In today’s “Styles” section, the Times argues that it is not the implied danger, or even just the obvious delusions, of Michaele and Tareq Salahi crashing the state dinner that is offending Washington society types: It is the breach of decorum. “Essentially, the couple used the mixed martial arts approach to upward mobility in a town that still cherishes the Marquess of Queensberry rules,” muses writer David Segal. “And it looks like the town will be spluttering about it for quite some time.” Segal then goes on to interview a bunch of self-serious people who hang photos of themselves with politicians on their walls, who (preposterously) seem to be actually offended by the social faux pas of a pair of lying serial social climbers whose goal in life is to be on a mid-level reality-TV show. Let’s walk through this.
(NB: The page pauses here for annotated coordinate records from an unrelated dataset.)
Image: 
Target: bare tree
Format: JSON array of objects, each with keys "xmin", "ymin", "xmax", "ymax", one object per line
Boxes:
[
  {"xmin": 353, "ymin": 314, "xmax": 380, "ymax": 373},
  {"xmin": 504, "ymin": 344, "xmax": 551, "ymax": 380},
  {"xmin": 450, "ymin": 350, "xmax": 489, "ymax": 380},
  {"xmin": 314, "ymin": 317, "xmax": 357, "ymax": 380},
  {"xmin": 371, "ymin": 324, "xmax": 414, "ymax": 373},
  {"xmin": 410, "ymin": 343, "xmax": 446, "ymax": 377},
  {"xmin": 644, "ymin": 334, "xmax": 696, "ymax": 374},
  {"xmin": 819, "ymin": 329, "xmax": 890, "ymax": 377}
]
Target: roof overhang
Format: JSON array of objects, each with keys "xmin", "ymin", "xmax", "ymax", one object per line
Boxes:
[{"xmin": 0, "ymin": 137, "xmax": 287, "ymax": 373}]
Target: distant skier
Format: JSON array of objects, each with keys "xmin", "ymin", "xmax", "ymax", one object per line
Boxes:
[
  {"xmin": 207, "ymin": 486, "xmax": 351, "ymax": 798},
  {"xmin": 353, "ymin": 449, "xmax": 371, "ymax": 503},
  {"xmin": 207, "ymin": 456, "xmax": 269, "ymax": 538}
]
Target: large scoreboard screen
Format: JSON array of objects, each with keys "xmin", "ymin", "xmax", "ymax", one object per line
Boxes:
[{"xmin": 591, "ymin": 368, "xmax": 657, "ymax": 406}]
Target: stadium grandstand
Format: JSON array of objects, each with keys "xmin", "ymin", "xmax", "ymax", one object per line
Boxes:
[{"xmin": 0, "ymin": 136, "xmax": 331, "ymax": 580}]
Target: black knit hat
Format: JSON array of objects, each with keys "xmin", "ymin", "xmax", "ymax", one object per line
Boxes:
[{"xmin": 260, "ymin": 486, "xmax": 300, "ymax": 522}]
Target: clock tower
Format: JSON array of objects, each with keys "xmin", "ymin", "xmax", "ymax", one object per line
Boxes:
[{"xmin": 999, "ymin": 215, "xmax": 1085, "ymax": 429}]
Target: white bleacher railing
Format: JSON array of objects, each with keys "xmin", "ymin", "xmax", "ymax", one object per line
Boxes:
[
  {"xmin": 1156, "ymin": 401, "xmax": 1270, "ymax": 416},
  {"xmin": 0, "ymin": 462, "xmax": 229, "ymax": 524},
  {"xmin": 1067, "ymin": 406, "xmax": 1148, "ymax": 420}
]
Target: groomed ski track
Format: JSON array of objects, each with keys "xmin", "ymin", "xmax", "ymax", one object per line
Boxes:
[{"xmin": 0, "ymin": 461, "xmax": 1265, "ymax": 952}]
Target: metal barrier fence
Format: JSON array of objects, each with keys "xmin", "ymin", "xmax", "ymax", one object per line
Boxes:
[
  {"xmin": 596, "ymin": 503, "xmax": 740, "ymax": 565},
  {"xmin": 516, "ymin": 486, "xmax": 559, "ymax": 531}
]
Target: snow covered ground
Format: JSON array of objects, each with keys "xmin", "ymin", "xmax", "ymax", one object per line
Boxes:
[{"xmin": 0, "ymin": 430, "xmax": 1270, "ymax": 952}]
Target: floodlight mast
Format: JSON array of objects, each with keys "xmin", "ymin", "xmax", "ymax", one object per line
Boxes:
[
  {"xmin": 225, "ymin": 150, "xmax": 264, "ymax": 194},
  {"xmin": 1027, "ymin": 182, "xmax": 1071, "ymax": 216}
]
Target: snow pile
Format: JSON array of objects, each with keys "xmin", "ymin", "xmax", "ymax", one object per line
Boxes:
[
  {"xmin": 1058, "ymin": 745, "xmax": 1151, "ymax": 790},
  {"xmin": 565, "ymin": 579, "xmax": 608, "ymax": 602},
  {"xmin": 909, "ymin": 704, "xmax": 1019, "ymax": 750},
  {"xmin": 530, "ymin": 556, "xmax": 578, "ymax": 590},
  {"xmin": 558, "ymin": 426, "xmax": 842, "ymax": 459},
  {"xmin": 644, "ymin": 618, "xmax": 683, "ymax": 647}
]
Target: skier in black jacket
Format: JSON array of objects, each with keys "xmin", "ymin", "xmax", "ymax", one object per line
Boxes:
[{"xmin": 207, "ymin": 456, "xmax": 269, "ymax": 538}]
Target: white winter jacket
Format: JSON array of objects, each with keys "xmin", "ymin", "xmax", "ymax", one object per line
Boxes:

Claim: “Any number of social strategies that succeed elsewhere will fail catastrophically here. Like feigned closeness.”
Um, how many times have you heard a politician refer to another politician, even one across the aisle that they probably barely know, as “my friend” or “my good friend”? Trust us, when Governor Paterson refers to his “friend” Barack Obama, that word basically becomes meaningless.
Claim: “When Ms. Salahi sidled up to Vice President Joseph R. Biden Jr., she was faking a friendship she didn’t have.”
People walk up and ask for pictures with celebrity politicians all the time at events, or are snapped chatting with them in a way that makes them appear close. You think Intel Chris is tight with George Pataki in real life?
Claim: “In Washington, there are no snap decisions. It’s a lifetime of wise decisions that make it so that you receive a state dinner invitation.”
No, it’s money. You think David Geffen’s scorching-hot boyfriend got to sit at a table with the president at that very same dinner because he made a lifetime of wise decisions? No, he made one wise decision, and that wise decision happened to raise a ton of money for Obama.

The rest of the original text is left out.